Frequently Asked Questions


General

How can I get access to the earned media analytics features of the API?

Please speak to your account manager to check if you package has access to analytics features.


How can I get access to the owned social analytics features of the API?

Please speak to your account manager to check if you package has access to these features.


Do you have an SDK or Client Libraries?

Currently, we do not create our own, though we do provide an Open API specification which allows you to generate your own.


How do filters for my Explore searches work with the API?

If you set any filters in your Saved Search, such as limiting to a country or language, then we preserve those filters in your API requests.

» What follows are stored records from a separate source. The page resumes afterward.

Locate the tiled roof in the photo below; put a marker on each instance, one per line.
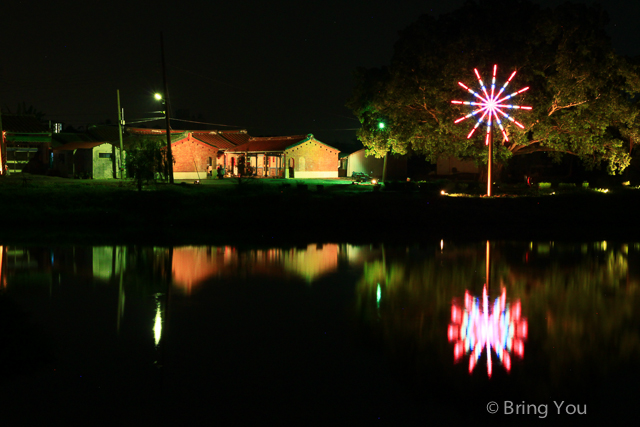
(58, 139)
(144, 131)
(272, 143)
(78, 145)
(22, 124)
(236, 137)
(215, 139)
(104, 132)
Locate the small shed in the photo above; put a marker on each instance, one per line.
(25, 144)
(359, 162)
(95, 160)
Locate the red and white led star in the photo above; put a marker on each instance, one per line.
(491, 105)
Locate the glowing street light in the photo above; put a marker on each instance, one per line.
(491, 107)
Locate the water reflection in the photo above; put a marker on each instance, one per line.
(474, 328)
(574, 304)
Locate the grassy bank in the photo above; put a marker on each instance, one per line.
(275, 211)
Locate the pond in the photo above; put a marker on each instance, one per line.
(444, 331)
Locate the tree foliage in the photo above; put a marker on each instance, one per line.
(583, 94)
(146, 160)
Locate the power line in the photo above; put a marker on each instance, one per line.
(205, 123)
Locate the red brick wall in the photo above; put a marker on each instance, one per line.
(188, 151)
(317, 157)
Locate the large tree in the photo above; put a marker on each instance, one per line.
(583, 94)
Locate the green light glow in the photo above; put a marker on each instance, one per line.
(157, 326)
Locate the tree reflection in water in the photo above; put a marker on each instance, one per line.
(578, 299)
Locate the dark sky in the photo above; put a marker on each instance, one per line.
(272, 67)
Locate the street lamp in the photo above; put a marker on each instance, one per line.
(169, 170)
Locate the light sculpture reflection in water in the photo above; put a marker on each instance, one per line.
(477, 326)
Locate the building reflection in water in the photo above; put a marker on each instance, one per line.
(476, 327)
(193, 265)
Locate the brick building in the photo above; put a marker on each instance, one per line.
(296, 156)
(193, 159)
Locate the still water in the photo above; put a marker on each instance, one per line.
(445, 331)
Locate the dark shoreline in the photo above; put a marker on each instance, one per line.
(178, 216)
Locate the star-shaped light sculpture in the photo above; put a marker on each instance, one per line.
(491, 105)
(477, 327)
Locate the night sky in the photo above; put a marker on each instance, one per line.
(273, 68)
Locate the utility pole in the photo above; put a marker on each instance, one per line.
(384, 167)
(166, 112)
(2, 150)
(490, 165)
(120, 123)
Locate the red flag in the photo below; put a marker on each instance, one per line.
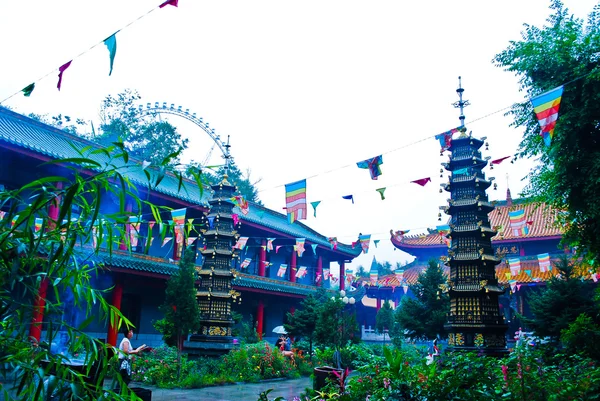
(62, 69)
(422, 182)
(498, 161)
(169, 3)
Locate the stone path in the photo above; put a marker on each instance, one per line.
(288, 389)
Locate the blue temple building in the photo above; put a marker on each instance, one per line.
(136, 276)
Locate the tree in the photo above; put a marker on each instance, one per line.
(384, 320)
(182, 314)
(303, 321)
(560, 303)
(335, 325)
(30, 257)
(145, 139)
(564, 51)
(425, 315)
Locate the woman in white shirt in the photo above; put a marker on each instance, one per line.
(126, 350)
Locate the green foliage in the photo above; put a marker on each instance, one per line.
(302, 323)
(182, 315)
(560, 303)
(583, 336)
(425, 315)
(335, 325)
(563, 51)
(385, 319)
(30, 258)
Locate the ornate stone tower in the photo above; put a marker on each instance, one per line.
(215, 293)
(474, 321)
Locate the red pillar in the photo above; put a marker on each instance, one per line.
(262, 258)
(39, 304)
(293, 262)
(320, 271)
(123, 244)
(113, 330)
(260, 314)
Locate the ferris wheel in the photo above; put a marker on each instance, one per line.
(158, 110)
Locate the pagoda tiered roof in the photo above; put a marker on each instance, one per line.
(542, 223)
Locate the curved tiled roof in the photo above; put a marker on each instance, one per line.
(43, 139)
(411, 274)
(540, 217)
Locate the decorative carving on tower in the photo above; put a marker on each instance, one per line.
(474, 320)
(215, 293)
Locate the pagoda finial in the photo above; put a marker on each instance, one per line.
(461, 104)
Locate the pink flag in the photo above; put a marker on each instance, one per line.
(422, 182)
(169, 3)
(62, 69)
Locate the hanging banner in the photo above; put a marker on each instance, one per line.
(295, 200)
(282, 270)
(373, 166)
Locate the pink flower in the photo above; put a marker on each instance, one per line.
(505, 372)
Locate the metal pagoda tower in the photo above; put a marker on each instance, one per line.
(474, 321)
(215, 292)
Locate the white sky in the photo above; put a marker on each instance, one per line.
(302, 88)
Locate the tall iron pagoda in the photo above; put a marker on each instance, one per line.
(215, 293)
(474, 321)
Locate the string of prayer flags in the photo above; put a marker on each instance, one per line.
(245, 263)
(373, 166)
(517, 223)
(61, 70)
(364, 240)
(241, 243)
(515, 266)
(242, 203)
(28, 89)
(295, 200)
(422, 181)
(314, 205)
(111, 44)
(301, 272)
(545, 107)
(299, 247)
(544, 262)
(169, 3)
(497, 161)
(445, 138)
(282, 270)
(398, 235)
(134, 230)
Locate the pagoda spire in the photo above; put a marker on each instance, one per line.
(461, 104)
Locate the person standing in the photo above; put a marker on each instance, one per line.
(125, 350)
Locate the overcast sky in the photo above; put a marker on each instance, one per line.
(305, 89)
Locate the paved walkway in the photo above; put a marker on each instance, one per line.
(288, 389)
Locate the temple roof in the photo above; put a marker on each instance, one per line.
(32, 135)
(411, 274)
(540, 217)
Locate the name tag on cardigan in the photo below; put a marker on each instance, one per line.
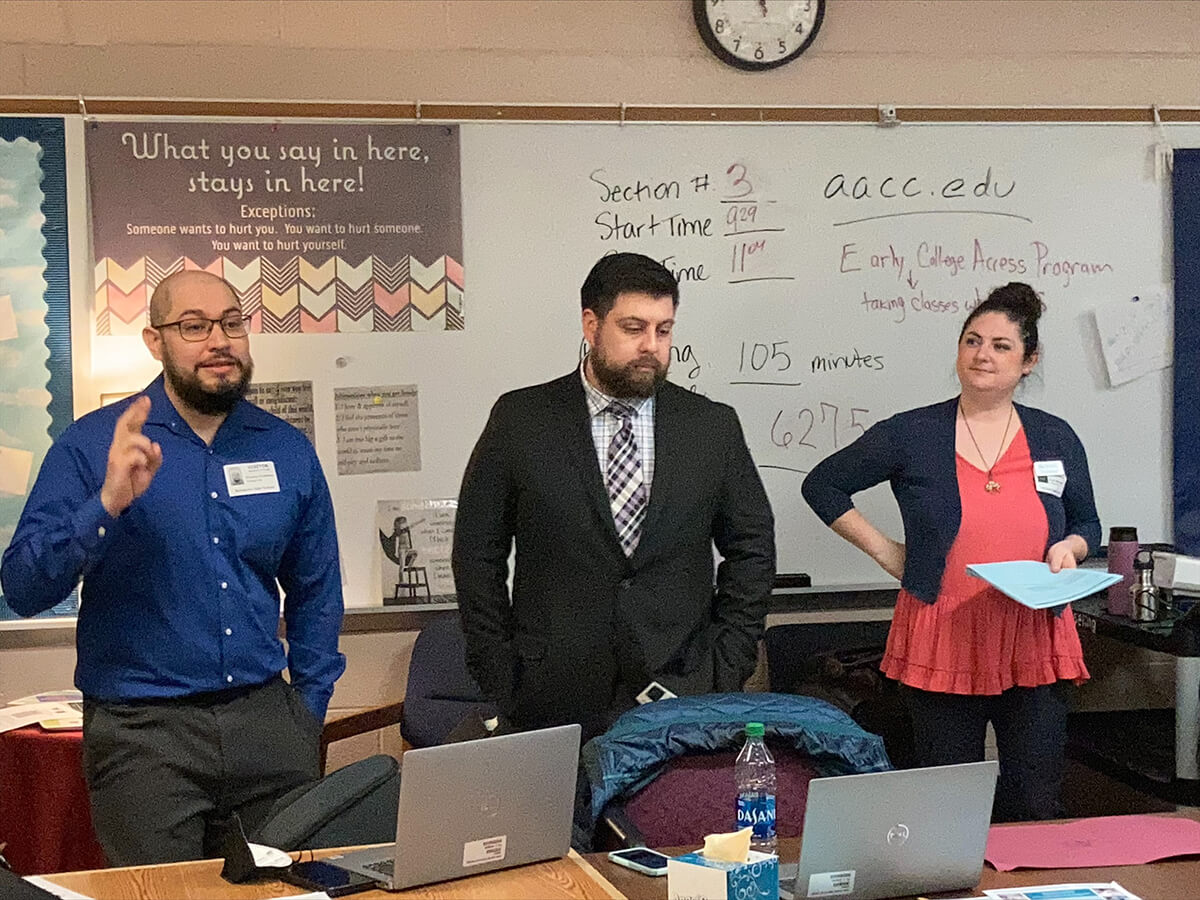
(1049, 477)
(247, 478)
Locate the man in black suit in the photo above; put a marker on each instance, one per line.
(615, 485)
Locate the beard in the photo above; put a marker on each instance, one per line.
(630, 379)
(209, 401)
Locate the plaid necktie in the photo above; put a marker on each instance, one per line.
(627, 489)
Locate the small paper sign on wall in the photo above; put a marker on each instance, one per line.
(415, 538)
(1137, 336)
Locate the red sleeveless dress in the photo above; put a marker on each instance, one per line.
(975, 640)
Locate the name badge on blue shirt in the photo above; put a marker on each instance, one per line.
(1049, 477)
(247, 478)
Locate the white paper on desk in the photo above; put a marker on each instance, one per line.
(67, 695)
(65, 893)
(1137, 335)
(7, 318)
(1033, 585)
(12, 718)
(15, 468)
(1091, 891)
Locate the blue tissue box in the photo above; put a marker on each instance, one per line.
(695, 877)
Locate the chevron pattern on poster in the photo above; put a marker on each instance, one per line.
(318, 276)
(324, 325)
(281, 304)
(127, 280)
(390, 277)
(213, 268)
(244, 277)
(391, 303)
(429, 276)
(354, 276)
(156, 273)
(251, 301)
(355, 303)
(299, 295)
(281, 277)
(129, 307)
(429, 303)
(455, 321)
(317, 304)
(275, 324)
(348, 324)
(400, 322)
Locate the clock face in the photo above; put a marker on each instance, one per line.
(757, 34)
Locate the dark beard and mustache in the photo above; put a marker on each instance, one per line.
(628, 381)
(205, 401)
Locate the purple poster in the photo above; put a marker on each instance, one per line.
(319, 228)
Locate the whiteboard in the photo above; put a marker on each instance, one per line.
(826, 271)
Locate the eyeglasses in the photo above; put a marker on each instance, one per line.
(198, 329)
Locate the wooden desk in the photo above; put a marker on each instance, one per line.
(569, 879)
(1169, 880)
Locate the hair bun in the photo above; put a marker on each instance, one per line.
(1024, 300)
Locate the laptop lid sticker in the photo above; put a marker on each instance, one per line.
(832, 883)
(489, 850)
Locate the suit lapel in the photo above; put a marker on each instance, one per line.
(571, 407)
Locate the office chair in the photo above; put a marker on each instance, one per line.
(438, 697)
(839, 663)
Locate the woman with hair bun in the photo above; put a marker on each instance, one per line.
(978, 479)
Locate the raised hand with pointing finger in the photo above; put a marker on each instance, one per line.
(133, 460)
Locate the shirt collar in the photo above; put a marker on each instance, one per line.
(599, 401)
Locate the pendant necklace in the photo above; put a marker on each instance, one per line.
(993, 485)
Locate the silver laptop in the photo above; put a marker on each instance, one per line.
(477, 807)
(895, 833)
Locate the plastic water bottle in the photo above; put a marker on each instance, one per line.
(755, 774)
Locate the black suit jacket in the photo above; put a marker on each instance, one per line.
(588, 628)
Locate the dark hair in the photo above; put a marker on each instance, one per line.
(1021, 305)
(625, 274)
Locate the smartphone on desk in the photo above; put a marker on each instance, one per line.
(640, 859)
(333, 880)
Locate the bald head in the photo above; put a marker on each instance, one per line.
(177, 286)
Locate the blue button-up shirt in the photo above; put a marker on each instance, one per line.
(179, 592)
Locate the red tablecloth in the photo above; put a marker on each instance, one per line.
(45, 815)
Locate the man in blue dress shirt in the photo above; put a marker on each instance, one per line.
(184, 509)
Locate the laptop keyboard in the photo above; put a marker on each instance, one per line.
(384, 867)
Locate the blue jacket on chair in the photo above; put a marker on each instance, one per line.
(640, 743)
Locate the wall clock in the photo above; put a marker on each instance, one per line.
(756, 35)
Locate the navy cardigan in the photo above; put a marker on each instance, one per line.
(915, 451)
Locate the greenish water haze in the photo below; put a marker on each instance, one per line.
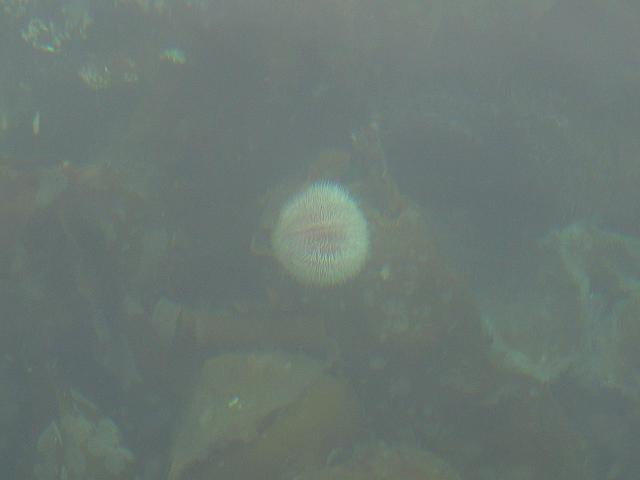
(148, 331)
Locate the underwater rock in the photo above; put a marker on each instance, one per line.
(383, 462)
(578, 314)
(258, 415)
(80, 444)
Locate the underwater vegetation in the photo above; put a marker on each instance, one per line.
(340, 239)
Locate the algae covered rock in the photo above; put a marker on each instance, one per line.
(261, 414)
(80, 444)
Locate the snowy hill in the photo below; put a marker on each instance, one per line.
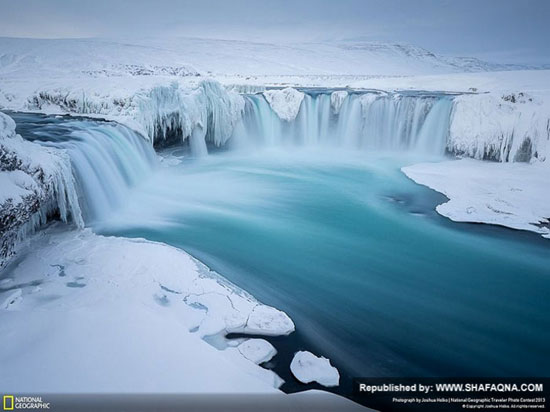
(187, 56)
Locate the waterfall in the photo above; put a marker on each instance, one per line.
(371, 121)
(107, 159)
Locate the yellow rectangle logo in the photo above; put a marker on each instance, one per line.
(8, 403)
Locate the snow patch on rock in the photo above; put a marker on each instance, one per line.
(257, 350)
(285, 103)
(514, 195)
(307, 368)
(337, 99)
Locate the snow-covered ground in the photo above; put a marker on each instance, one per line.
(515, 195)
(74, 300)
(148, 298)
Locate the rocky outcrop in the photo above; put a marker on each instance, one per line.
(36, 183)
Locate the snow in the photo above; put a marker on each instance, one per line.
(257, 350)
(510, 127)
(307, 368)
(514, 195)
(35, 182)
(105, 314)
(286, 102)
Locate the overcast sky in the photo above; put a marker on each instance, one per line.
(497, 30)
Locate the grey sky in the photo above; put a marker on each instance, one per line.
(497, 30)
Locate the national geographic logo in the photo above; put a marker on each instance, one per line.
(10, 403)
(7, 402)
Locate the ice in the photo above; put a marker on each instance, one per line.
(307, 368)
(514, 195)
(257, 350)
(286, 102)
(35, 182)
(265, 320)
(93, 338)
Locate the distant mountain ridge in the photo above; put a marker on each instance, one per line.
(199, 56)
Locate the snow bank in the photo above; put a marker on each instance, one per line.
(35, 182)
(257, 350)
(515, 195)
(503, 127)
(307, 368)
(107, 314)
(285, 103)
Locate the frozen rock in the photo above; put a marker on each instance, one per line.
(307, 367)
(35, 182)
(285, 103)
(257, 350)
(265, 320)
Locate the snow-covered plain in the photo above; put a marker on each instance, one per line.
(510, 194)
(159, 296)
(75, 300)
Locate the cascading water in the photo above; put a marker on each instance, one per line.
(372, 121)
(316, 234)
(107, 159)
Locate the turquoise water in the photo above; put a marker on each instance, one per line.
(352, 250)
(339, 239)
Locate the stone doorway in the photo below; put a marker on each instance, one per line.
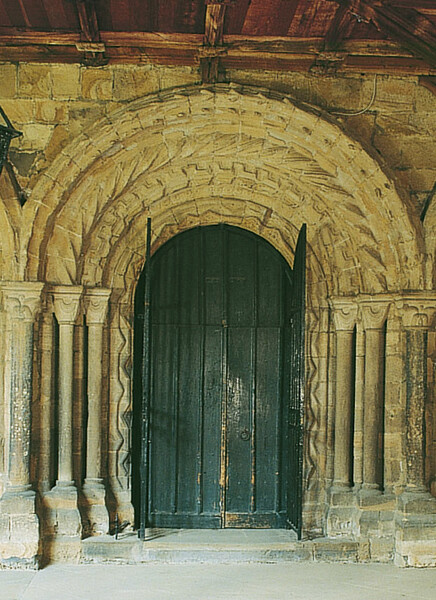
(224, 442)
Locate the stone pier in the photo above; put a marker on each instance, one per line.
(19, 524)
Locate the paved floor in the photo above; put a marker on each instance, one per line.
(291, 581)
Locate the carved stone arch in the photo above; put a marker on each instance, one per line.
(221, 154)
(430, 243)
(9, 251)
(270, 142)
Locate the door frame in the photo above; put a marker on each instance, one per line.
(294, 520)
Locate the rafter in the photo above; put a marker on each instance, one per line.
(88, 21)
(213, 38)
(413, 30)
(90, 40)
(340, 28)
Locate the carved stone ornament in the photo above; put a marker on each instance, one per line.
(344, 313)
(374, 313)
(21, 300)
(66, 302)
(418, 310)
(96, 303)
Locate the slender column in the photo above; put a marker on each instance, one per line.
(418, 313)
(96, 302)
(46, 400)
(374, 316)
(19, 524)
(21, 302)
(344, 315)
(66, 301)
(95, 516)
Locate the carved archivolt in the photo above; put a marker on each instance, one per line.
(167, 154)
(207, 155)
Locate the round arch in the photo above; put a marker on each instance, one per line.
(222, 153)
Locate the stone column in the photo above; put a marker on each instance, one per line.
(374, 315)
(418, 313)
(19, 525)
(66, 301)
(344, 315)
(62, 525)
(45, 462)
(94, 513)
(416, 508)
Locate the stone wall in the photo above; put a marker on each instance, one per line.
(52, 104)
(104, 148)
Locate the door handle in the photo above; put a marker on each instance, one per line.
(245, 435)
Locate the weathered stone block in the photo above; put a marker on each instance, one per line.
(62, 549)
(49, 111)
(25, 528)
(66, 81)
(35, 81)
(19, 111)
(133, 82)
(420, 503)
(382, 549)
(8, 79)
(97, 83)
(5, 530)
(36, 136)
(20, 503)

Any additional parameters you supply, such as a country or language for an analytics request will be added will be additionally applied. This means that if your Saved Search has a country filter of “US” and your API request specifies “CA” as a country then you will receive 0 results. This is because we additionally filter your existing Saved Search to also limit country to “CA”. No documents can have a country of “US” and “CA” so no results are returned.


What is the encoding of timestamps?

All dates are encoded using ISO 8601 format.


What is the encoding of strings?

All strings are encoded with UTF-16.


What are my API rate limits?

Please take a look at the Usage Limits page.


Earned media exports

How much data can I export using the API?

Please take a look at the Usage Limits page.


How many exports can I run at one time?

You can create as many exports as you want. However only one export will be processed at a time. If you have scheduled multiple exports at the same time, all outstanding exports will remain in a PENDING state until the first export completes. Once the running export is complete, the next PENDING export will be processed.


How many searches can I use for an earned media export?

For an export request you can specify up to 5 searches or tags.


How long does it take to generate my earned media export?

Generating an export takes anywhere from a few minutes to 30 minutes. The more data involved and the bigger the time period, the longer it will take for an export to complete.

Please take this into consideration when configuring scheduled refresh in your BI tool or any other service consuming the exported data.


When will the data for my recurring earned media exports be refreshed?

Your export will be refreshed 30 minutes after the end of the time period that you have selected for your export. For example if you run a daily export starting at 00:00, then your export will begin to refresh at 00:30.

This 30 minute buffer makes sure that our system has been able to ingest all data for the time period that you have requested.


Does the export window include the “Start Date” and “End Date”?

The export time window begins at, and includes the Start Date, and continues up to, but not including the End Date.

For example: If you want to include all the documents published on December 25th, 2018. You would choose use a Start Date of 2018-12-25T00:00:00 and End Date of 2018-12-26T00:00:00.


What are the different status values for an export?

  • PENDING - Export is waiting to be processed, or is currently being processed.
  • ACTIVE - (recurring exports only) Export has data available and will be refreshed periodically.
  • FINISHED - (one-time export only) Export is complete and data is available.
  • EXPIRED - (one-time export only) Export is older than 60 days, data is no longer available.
  • INCOMPLETE - (one-time export only) Export in finished, but the data is incomplete, you’ll need to re-create the export to get the full set of results.
  • CANCELLED - Export was cancelled by user or administrator. This can happen if the search associated with the export was deleted, or of access to the API has been removed. Data will no longer be accessible for this export.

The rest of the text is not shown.